Albany ends religious exemptions for vaccinations of schoolchildren (updated)


On June 13th, the NYS legislature passed a bill (A.02371A/S.02994-A) eliminating religious exemptions for vaccines. Governor Cuomo signed the bill into law that night.  The next morning, our phones began ringing with questions from many of our clients.  

This new law became effective immediately and applies to public, private, and parochial schools. However, this does not mean that a child who had a valid religious exemption on June 13th cannot go to school today.

The law gives parents 14 days to provide proper documentation to schools or to demonstrate that their child has received the first doses of all required vaccines for their age. Parents have 30 days to demonstrate that they have appointments scheduled for the remainder of all required doses.

This means that children who have lost their religious exemption status, and who are attending school right now, must receive the first dose of age-appropriate vaccinations in each series by June 28th in order to keep attending school. Parents must also show that they have appointments scheduled to receive the remainder of the required doses by July 14th.

New York State follows the Center for Disease Control’s guidance for vaccine requirements.
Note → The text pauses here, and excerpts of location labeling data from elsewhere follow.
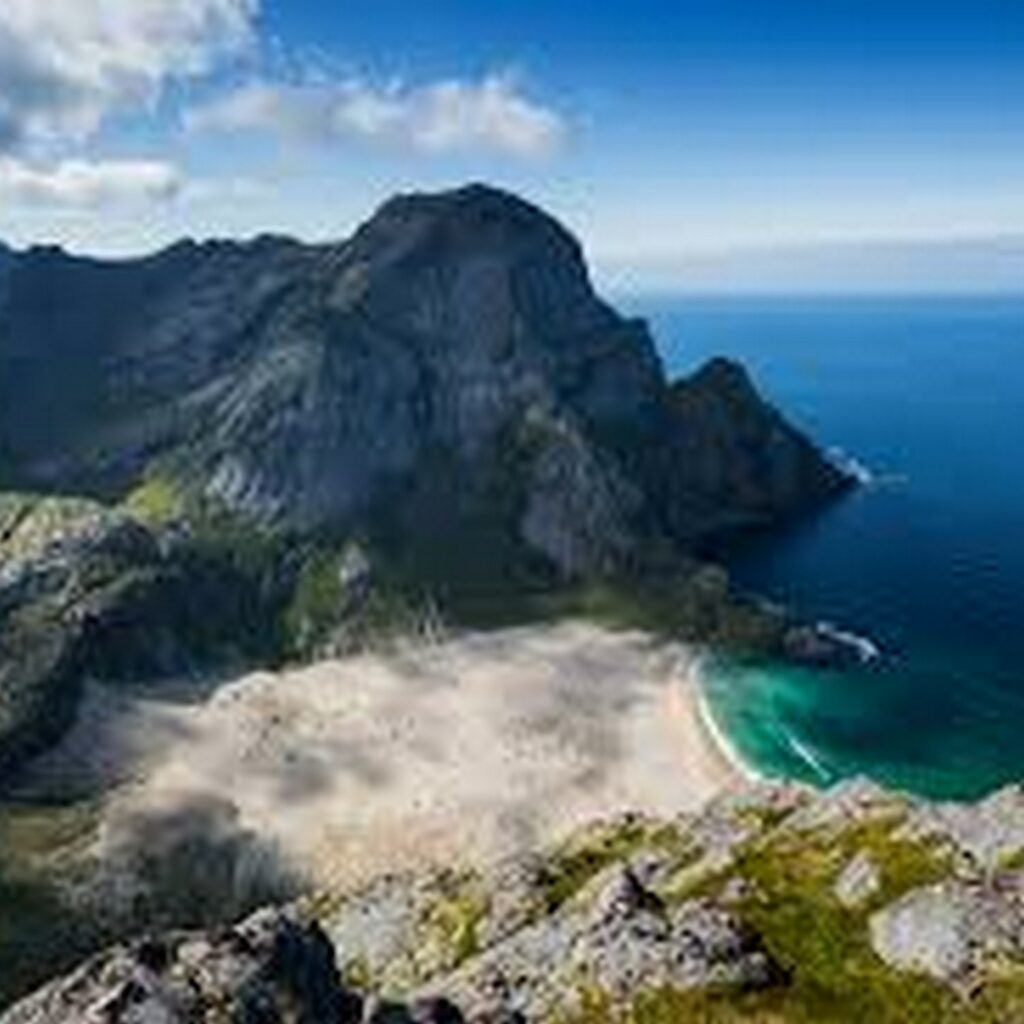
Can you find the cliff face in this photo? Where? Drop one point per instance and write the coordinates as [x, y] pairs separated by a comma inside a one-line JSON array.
[[452, 353]]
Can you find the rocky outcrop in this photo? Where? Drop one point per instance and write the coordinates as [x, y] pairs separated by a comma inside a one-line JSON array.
[[773, 903], [89, 592], [448, 368], [269, 970]]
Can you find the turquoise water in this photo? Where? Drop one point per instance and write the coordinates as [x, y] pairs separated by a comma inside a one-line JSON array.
[[928, 561]]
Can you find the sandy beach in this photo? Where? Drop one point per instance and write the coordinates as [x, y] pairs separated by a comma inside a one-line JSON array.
[[462, 751]]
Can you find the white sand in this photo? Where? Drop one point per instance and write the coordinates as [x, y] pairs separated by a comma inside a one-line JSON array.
[[458, 752]]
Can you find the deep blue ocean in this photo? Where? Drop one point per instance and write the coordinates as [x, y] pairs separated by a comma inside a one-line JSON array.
[[928, 560]]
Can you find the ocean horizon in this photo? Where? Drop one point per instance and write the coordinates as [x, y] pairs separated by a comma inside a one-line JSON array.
[[924, 559]]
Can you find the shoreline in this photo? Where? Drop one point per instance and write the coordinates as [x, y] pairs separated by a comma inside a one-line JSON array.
[[714, 734]]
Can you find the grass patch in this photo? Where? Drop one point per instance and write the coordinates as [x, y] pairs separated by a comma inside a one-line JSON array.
[[453, 923]]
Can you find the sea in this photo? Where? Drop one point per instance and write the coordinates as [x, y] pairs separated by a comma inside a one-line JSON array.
[[925, 395]]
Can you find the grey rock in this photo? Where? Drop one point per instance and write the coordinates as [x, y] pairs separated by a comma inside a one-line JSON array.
[[858, 882], [986, 834], [269, 970]]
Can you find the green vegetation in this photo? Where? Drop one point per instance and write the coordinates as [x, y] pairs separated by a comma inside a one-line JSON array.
[[571, 866], [158, 501]]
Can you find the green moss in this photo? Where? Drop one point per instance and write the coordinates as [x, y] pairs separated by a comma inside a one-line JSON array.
[[40, 933], [673, 1006], [571, 866]]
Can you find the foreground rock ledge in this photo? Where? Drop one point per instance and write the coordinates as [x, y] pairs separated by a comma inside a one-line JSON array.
[[773, 904]]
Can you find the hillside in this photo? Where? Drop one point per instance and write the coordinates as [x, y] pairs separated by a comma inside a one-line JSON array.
[[772, 905]]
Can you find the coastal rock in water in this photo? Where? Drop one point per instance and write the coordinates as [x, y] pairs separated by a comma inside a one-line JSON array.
[[271, 969], [954, 930]]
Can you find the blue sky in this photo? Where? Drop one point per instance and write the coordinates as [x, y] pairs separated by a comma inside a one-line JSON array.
[[677, 138]]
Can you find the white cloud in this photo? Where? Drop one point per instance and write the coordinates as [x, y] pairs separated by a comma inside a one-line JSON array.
[[67, 65], [491, 115], [87, 184]]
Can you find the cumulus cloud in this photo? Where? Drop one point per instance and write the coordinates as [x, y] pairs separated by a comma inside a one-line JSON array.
[[442, 117], [84, 183], [67, 65]]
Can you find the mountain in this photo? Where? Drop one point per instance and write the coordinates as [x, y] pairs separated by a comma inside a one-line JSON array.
[[233, 453], [450, 365], [772, 904]]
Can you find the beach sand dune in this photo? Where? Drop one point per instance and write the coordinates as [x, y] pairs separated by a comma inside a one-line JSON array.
[[463, 751]]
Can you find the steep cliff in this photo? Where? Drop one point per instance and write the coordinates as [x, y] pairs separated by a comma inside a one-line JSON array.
[[771, 904], [448, 365]]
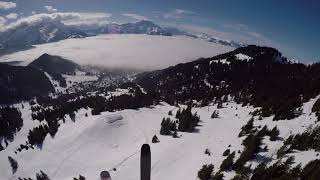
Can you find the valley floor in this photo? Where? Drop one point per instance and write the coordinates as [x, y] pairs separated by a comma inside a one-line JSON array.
[[113, 140]]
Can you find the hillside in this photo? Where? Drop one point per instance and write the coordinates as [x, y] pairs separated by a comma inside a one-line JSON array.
[[245, 112], [22, 83]]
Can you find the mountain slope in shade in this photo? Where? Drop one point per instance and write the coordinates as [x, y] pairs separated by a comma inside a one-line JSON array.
[[43, 32], [141, 27], [22, 83], [252, 75], [55, 64]]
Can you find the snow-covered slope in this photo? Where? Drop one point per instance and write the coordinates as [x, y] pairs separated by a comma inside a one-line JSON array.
[[38, 33], [113, 140]]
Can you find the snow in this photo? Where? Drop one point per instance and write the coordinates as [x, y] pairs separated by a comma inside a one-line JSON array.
[[113, 140], [243, 57], [223, 61], [141, 52]]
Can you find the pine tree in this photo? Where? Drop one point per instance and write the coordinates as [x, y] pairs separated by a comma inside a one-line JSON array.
[[215, 114], [175, 134], [14, 164], [205, 172], [42, 176], [155, 139], [228, 162]]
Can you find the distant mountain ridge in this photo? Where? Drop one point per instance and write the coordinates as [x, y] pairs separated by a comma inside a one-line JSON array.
[[22, 83], [40, 33], [254, 75], [46, 32]]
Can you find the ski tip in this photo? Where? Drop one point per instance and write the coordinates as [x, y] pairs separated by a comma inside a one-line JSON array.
[[145, 148], [104, 175]]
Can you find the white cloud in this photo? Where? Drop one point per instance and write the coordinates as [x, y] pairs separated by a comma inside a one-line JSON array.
[[89, 19], [38, 18], [12, 16], [238, 27], [2, 21], [135, 16], [7, 5], [76, 19], [178, 14], [50, 9]]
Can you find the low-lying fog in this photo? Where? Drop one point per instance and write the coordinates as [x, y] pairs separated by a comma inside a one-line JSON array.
[[141, 52]]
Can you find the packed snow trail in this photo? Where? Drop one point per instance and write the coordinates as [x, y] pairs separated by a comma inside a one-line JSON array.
[[92, 144]]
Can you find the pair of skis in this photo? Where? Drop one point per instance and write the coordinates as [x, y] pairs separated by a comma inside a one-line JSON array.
[[145, 165], [145, 162]]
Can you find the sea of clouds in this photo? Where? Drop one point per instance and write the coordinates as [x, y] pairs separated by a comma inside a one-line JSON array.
[[140, 52]]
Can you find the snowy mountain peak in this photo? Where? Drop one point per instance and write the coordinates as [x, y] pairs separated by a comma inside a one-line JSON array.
[[38, 33]]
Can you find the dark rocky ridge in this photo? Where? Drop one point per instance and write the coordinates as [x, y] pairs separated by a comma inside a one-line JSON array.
[[22, 83]]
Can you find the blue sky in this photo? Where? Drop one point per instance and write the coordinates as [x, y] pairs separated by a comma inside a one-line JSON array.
[[292, 26]]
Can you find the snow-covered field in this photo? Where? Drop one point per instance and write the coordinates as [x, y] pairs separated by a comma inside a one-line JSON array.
[[142, 52], [113, 140]]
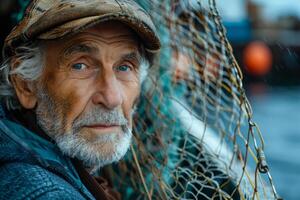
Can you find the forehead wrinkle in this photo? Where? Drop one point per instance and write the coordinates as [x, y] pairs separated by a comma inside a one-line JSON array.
[[132, 56], [80, 47], [113, 38]]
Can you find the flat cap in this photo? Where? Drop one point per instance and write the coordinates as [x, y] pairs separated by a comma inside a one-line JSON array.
[[53, 19]]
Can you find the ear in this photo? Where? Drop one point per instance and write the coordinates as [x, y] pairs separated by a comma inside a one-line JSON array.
[[24, 90]]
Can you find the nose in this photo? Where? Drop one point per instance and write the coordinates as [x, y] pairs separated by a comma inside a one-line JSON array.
[[109, 92]]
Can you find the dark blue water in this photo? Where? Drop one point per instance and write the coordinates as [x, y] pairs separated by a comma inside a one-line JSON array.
[[277, 111]]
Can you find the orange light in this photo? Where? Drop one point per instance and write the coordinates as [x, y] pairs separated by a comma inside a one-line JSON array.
[[257, 58]]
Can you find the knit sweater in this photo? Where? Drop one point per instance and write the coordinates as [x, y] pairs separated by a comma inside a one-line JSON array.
[[34, 168]]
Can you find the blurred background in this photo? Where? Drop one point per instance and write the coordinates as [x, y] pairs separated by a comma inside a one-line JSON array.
[[265, 36]]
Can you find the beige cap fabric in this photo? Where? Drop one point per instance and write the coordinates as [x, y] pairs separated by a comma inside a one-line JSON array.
[[53, 19]]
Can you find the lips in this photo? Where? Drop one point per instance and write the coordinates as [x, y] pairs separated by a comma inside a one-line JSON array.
[[102, 126]]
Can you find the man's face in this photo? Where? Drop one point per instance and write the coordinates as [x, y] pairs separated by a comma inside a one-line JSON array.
[[87, 92]]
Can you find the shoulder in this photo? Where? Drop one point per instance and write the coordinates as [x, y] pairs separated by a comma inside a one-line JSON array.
[[26, 181]]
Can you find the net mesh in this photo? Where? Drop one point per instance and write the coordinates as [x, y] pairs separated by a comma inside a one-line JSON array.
[[193, 132]]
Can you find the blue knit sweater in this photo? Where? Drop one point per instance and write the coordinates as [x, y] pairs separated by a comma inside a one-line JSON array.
[[34, 168]]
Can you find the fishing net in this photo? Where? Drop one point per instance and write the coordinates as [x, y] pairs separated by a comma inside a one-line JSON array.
[[194, 137]]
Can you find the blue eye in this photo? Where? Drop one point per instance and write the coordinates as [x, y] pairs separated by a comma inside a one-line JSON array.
[[79, 66], [123, 68]]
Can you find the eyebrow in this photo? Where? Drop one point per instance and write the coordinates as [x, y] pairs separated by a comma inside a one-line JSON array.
[[80, 48], [132, 56]]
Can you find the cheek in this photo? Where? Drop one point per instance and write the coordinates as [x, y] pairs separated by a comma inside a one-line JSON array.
[[131, 94], [70, 97]]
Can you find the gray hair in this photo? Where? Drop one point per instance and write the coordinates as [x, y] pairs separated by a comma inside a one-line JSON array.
[[31, 65]]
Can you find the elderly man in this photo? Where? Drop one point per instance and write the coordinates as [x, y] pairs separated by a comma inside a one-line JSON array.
[[70, 81]]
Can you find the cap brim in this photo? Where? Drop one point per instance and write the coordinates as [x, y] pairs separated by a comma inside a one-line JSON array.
[[149, 38]]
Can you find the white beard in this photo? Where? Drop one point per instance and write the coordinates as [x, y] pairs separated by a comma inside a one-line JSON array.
[[105, 149]]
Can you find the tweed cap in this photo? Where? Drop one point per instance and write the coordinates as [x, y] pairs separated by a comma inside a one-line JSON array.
[[53, 19]]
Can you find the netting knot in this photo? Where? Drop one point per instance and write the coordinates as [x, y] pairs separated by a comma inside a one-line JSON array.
[[262, 163]]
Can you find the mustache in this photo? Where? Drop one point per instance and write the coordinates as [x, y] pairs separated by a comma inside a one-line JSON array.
[[100, 115]]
See: Recommended Child and Adolescent Immunization Schedule for ages 18 years or younger

We want to reassure the parents of children who have a medical exemption that this new law does not impact those exemptions. Parents may download a form for requesting medical exemptions from vaccines from the NYC Department of Education’s website. The form must be filled out by your child’s treating physician. In our experience medical exemptions are generally reserved for very ill, immunocompromised children, such as those who are receiving chemotherapy treatments. Autism and developmental disability, food allergies (including egg allergies), contact with immunocompromised or pregnant persons, or other family history will not result in a medical exemption.